Recommended Recovery Procedure
Thankfully there is a much easier process which can be performed in-place and with a minimum of fuss.
- Select one of the existing public folder servers in the environment. [Using an existing server simplifies the process a bit.] You will isolate this system from its replication partners, so choose a system that doesn’t serve as the source for a lot of content which needs to be replicated.
- Using Registry Editor, set the value of the Replication registry key (HKEY_LOCAL_MACHINE\System\CurrentControlSet\Services\MSExchangeIS\<servername>\Public- <GUID of Public Store>) to 0(zero).
Note: You may need to create this DWORD key if it doesn’t already exist. Further information on the Replication registry key is available in the article, “Replication does not occur for one Exchange server in the organization” (http://support.microsoft.com/kb/812294). This registry key also applies to Exchange Server 2007 and 2010.
- Restore the public folder database in place using your normal restoration procedure.
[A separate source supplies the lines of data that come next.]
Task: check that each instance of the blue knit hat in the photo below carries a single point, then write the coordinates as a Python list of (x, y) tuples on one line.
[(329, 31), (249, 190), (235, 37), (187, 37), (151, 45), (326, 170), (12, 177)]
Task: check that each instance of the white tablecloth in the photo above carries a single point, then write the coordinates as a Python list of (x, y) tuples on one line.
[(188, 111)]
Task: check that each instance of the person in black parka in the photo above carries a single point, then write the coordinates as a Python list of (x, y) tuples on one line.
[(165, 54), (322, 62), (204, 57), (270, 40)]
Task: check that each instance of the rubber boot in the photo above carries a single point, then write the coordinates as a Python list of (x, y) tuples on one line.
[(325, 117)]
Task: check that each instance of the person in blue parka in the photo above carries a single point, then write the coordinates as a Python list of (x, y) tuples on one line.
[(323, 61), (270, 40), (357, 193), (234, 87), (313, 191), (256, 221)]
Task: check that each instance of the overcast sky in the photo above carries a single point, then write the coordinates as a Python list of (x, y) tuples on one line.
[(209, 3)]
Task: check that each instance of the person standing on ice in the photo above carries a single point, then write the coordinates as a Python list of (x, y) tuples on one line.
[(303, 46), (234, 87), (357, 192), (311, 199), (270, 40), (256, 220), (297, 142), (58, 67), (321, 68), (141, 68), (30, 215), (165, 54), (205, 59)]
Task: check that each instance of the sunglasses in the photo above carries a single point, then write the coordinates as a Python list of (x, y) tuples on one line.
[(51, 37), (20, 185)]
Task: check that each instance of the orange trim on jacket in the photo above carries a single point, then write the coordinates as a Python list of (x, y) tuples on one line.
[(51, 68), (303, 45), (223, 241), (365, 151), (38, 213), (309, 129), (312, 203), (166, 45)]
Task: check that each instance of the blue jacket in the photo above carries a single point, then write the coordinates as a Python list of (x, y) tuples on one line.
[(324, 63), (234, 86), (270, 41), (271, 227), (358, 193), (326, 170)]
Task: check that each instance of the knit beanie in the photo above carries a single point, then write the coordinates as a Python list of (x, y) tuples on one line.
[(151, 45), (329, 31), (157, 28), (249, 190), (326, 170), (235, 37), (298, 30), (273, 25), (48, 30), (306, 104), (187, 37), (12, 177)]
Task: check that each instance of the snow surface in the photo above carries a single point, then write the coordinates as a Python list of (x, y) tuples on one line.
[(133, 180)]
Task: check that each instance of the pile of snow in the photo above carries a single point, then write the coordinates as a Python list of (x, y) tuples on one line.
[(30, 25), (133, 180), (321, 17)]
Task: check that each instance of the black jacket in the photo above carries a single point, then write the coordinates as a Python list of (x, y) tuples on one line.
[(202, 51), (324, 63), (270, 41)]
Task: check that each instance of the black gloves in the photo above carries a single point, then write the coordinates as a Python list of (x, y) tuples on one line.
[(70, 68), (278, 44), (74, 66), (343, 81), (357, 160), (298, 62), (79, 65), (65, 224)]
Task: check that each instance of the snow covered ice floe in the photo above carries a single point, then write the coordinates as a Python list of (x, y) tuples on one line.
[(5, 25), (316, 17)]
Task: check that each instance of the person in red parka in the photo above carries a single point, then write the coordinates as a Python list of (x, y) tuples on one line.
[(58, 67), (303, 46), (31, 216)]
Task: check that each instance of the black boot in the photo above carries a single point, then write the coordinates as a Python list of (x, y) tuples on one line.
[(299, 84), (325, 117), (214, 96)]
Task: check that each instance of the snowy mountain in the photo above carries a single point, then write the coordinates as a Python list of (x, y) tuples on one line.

- Using an Outlook client, log onto a mailbox which uses the restored public folder database as its default public folder store (this is necessary in order to see the restored folders). If you don’t have a mailbox database which uses that public folder database as its default, either create a new mailbox database (recommended) or change an existing mailbox database to use the newly-restored public folder database.
- If necessary, click the Folders icon at bottom left of the Navigation screen, and then expand the public folders node.
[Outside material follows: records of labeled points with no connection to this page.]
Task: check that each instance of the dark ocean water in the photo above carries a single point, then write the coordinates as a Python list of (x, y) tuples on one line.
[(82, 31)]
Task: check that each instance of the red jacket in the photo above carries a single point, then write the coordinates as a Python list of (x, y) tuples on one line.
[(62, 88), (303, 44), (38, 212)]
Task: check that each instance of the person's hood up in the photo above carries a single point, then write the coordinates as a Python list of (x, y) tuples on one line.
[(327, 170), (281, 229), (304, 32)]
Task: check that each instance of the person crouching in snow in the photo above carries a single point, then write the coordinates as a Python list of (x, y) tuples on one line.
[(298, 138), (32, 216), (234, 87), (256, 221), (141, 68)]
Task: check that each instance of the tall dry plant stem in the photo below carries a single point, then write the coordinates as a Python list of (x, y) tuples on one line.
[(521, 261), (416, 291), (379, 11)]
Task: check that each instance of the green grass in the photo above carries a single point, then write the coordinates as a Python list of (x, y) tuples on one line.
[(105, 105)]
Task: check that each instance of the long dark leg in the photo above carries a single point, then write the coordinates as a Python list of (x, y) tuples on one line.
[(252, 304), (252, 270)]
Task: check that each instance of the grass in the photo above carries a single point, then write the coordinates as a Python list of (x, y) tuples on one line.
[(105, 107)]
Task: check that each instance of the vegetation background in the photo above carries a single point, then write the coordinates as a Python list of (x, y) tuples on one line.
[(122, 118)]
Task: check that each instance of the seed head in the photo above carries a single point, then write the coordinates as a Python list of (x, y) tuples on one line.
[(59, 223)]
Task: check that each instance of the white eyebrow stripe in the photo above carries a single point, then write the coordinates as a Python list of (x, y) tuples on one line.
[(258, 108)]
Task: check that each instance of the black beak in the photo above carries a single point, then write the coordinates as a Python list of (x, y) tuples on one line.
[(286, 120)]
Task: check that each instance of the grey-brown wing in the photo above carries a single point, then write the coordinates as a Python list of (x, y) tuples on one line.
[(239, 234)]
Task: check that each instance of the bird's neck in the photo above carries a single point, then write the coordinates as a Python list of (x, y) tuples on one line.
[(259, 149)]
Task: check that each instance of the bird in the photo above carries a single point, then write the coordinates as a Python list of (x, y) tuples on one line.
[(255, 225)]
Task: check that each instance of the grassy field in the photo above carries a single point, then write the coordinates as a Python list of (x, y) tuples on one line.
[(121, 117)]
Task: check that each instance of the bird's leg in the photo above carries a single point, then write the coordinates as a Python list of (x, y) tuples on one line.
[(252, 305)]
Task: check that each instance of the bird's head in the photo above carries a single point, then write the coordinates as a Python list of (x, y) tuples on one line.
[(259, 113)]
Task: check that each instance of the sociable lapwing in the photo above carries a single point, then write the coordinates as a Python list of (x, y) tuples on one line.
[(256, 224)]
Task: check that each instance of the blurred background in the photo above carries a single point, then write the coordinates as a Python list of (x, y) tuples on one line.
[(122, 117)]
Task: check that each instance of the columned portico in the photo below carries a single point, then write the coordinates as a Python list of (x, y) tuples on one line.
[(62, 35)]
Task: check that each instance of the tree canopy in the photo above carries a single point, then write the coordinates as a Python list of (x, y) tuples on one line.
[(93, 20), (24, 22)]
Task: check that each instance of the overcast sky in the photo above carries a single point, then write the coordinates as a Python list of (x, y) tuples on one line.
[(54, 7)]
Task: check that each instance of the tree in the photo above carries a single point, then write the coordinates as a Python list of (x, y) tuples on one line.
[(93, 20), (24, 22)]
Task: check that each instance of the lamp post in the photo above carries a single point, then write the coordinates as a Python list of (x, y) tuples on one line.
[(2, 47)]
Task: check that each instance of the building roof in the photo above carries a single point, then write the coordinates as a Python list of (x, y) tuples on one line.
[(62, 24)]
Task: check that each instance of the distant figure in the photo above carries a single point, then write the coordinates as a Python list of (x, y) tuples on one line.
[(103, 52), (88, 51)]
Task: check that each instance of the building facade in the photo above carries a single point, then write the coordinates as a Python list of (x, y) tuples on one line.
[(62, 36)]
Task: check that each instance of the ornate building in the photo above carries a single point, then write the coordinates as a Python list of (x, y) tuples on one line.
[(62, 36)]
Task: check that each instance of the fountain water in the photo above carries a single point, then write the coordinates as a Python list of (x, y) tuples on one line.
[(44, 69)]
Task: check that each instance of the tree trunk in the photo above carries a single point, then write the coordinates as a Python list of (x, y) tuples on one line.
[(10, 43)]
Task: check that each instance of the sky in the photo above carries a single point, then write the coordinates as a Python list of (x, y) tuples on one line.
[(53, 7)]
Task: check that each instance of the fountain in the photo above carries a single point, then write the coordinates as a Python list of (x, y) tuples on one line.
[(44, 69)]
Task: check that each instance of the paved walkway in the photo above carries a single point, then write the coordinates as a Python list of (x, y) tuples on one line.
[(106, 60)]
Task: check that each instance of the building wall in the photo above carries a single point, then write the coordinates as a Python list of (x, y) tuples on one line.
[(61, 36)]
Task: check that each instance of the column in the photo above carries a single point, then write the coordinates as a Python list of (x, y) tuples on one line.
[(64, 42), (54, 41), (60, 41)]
- Copy each of the folders you wish to restore to another location within the public folder hierarchy. If you’re restoring an entire hierarchy, you can simply Ctrl-click and drag the root folder to make new copies of all subfolders. Although the new folders will have similar names to the originals, the underlying folder IDs (FIDs) are different.
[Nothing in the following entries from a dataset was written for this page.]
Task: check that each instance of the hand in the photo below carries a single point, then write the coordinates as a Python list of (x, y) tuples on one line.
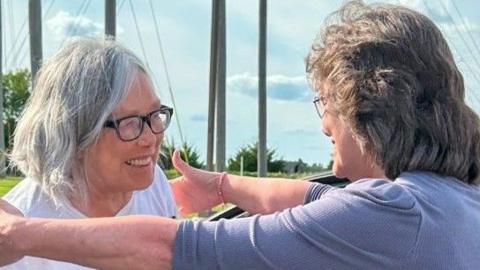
[(9, 217), (195, 190)]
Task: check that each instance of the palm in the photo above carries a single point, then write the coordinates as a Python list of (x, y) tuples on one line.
[(196, 189)]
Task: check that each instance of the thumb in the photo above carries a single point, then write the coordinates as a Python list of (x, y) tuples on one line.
[(179, 164)]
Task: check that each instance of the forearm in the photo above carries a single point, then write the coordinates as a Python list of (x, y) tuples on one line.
[(264, 195), (135, 242)]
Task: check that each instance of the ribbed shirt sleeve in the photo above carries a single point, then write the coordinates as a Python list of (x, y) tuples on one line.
[(342, 230), (315, 192)]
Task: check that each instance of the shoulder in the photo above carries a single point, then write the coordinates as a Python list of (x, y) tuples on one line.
[(157, 199), (29, 198), (378, 192)]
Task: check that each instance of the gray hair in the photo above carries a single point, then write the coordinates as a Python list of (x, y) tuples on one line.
[(393, 78), (75, 92)]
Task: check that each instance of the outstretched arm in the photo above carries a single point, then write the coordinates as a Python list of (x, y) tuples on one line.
[(197, 190), (133, 242)]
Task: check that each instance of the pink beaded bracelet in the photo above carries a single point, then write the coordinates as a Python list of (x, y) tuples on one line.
[(219, 187)]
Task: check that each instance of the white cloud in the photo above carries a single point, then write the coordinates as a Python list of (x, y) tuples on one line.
[(65, 25), (279, 87)]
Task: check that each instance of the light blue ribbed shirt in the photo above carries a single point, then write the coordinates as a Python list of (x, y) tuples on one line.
[(419, 221)]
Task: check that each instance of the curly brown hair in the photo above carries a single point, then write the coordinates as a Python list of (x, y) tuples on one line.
[(392, 77)]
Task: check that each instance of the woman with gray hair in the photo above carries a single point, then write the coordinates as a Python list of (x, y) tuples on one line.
[(89, 139), (391, 99)]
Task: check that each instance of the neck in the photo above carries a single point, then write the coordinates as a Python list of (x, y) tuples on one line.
[(100, 204)]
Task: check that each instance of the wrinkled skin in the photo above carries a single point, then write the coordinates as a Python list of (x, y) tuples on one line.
[(195, 190), (9, 217)]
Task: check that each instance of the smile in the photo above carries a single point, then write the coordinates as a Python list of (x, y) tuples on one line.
[(139, 162)]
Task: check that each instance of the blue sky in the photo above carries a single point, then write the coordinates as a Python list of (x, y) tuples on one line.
[(293, 126)]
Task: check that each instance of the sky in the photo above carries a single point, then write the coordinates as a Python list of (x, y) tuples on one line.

- Once you’ve created copies of all of the folders, verify that the replica lists include all desired targets (and reconfigure as appropriate).
- At this point, it’s now safe to reintroduce that server into the production environment. To do so, dismount the public folder database, delete the Replication registry key (or set it to 1), and then remount the database.
- As soon as hierarchy is replicated to the server, the original folders will once again disappear, but the copies of the folders will be replicated to all replication partners.
You may need to add mail-enabled public folders back into distribution groups, as their SMTP addresses will likely be different from those on the original folders. End users will also need to recreate public folder favorites in Outlook.
Recovering from accidental public folder deletion can be difficult, especially if you don’t take hierarchy replication into account. By restoring into an isolated environment, and then cloning the folders to be restored, you can work around this limitation and restore the missing content. In the next blog entry, I’ll explain the underlying architecture of public folders (including replication, change numbers, and the replication state table) to show why these steps are so necessary.